In Darwinbots, the bottleneck is #3 and a little #4 I think. There's certainly population explosions and competition driven extinction.
Testlund:
--- Quote from: Numsgil ---I don't think all altruism in nature is tit for tat. Certainly some of it is, but not all organisms have the capacity to remember the past actions of the other members in its group.
This is a good article about this very topic! Article.
--- End quote ---
That's an interesting article, though I don't agree with what it says about the monkeys and alarm calls. In nature ALL predators relies on the element of surprise at some degree. If a jaguar will be able to catch a monkey in the Amazon jungle the monkey has to be unaware about it's approach. If a monkey discovers it and start to give alarm calls it means it will be on guard and have much easier to escape from the jaguar. The jaguar instinctevly knows that and give up. It's probably not even worth it to try and find a silent monkey in all that noice.
Numsgil:
I think the idea is that the time spent being wary of predators has some fitness cost. If you rely totally on others to tell you if there's a predator, you can spend more time digging for grubs.
Of course, if others learn this too and no one spends time watching for predators, everyone dies.
Numsgil:
I'm totally reformatting the "theory" above into very plain language in an attempt to make it more accessible to people who haven't had the mathematical and bilogical background I have. As follows is a presentation of it that should be written in very plain terms without jargon. You should be able to use this post and understand the comments I've made prior in the thread if you haven't been able to yet.

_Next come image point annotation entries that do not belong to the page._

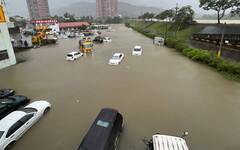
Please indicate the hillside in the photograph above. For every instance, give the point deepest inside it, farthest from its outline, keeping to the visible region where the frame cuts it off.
(87, 9)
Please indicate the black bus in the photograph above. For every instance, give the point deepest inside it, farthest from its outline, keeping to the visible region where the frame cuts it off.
(105, 131)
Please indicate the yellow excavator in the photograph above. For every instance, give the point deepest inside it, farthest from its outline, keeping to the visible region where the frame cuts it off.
(42, 38)
(86, 45)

Natural selection is fundamental. Basically, it says that organisms that are less capable of passing their essence to the next generation will be replaced by ones that are. Natural selection is well observed and supported. But it has a very area where it is useful. Natural selection is difficult to apply in its direct form to understanding the nature of politics, economies, ecological forces, and other "macro", or large scale, phenomena, even though undoubtedly it is at the heart of these systems.
An interesting idea in the mechanics of natural selection came with Dawkin's selfish gene "framework". I use the term framework instead of theory for a very important reason. My first premise is that saying natural selection works on individuals trying to pass their genes to the next generation, and saying that genes are acting to propogate themselves are equivelant statements. They're simply different ways of viewing the same phenomenon, and can be used interchangably depending on which one makes the most sense for the given question at hand.

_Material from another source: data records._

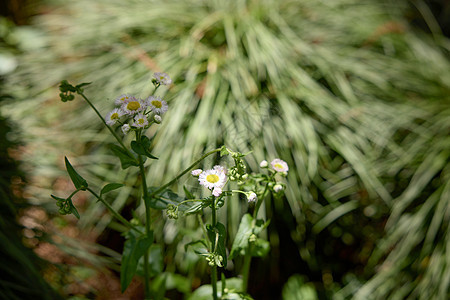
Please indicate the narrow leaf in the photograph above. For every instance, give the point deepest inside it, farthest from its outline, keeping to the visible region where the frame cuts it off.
(73, 210)
(220, 249)
(78, 181)
(125, 159)
(110, 187)
(133, 250)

An interesting consequence of this is kin selection, that is, performing benevolent acts towards another member of your family. Since the other member of your family shares some of your genes, helping them survive and propogate also helps you spread your genes indirectly.

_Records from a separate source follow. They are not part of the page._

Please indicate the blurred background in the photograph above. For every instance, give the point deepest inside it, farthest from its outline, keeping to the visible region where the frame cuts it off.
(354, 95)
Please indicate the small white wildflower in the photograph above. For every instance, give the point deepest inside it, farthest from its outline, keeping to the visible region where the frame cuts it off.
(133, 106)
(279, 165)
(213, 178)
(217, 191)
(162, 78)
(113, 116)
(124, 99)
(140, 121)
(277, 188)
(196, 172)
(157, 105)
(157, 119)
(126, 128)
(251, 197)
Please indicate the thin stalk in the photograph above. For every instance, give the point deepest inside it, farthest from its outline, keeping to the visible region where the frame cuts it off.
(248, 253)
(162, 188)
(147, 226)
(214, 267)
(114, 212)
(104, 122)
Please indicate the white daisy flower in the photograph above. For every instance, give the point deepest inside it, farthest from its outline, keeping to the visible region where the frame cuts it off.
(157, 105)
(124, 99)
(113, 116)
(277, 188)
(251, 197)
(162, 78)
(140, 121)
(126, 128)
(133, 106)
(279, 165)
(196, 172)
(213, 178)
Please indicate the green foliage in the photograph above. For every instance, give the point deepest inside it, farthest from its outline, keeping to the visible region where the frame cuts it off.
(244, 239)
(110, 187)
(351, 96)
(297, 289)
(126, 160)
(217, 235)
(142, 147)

All organisms alive today are thought to have descended from a single ancestor. If you were to follow this first ancestor, its kids, their kids, on and on until the present day, you could construct a phylogenic tree, also called a family tree. All organisms alive today are related at least in some degree.
Game theory is a mathematical model that allows theorists to examine situations in which multiple agents, which can also be understood as "players" in a "game", interact strategically to maximize their wins, or alternatively, to minimize their losses. I will be using the terms "game", which means a set of rules with consequences, and "agents", meaning players of a "game". In this simple context, biological competition can be seen as a game, as can wars, economies, and just about everything that's ever been made into any sort of video game
What I propose is a framework for understanding the circumstances for certain observed facts in both real biology and Darwinbots evolutionary simulations. The basic framework is something like this: agents in a game that do not manage to survive are ill represented in any slice of time. Or put more simply, things that don't survive don't exist. This is a generalization of the central tenant of natural selection to all processes, and forms the central tenant to my framework which I'll call abstract natural selection. The premise is almost a tautology; it should be easily accepted. The world around us is made of things that are good at existing. Things that aren't good at existing aren't very numerous. Unstable crystals don't persist, unstable isotopes radioactively decay into stabler ones.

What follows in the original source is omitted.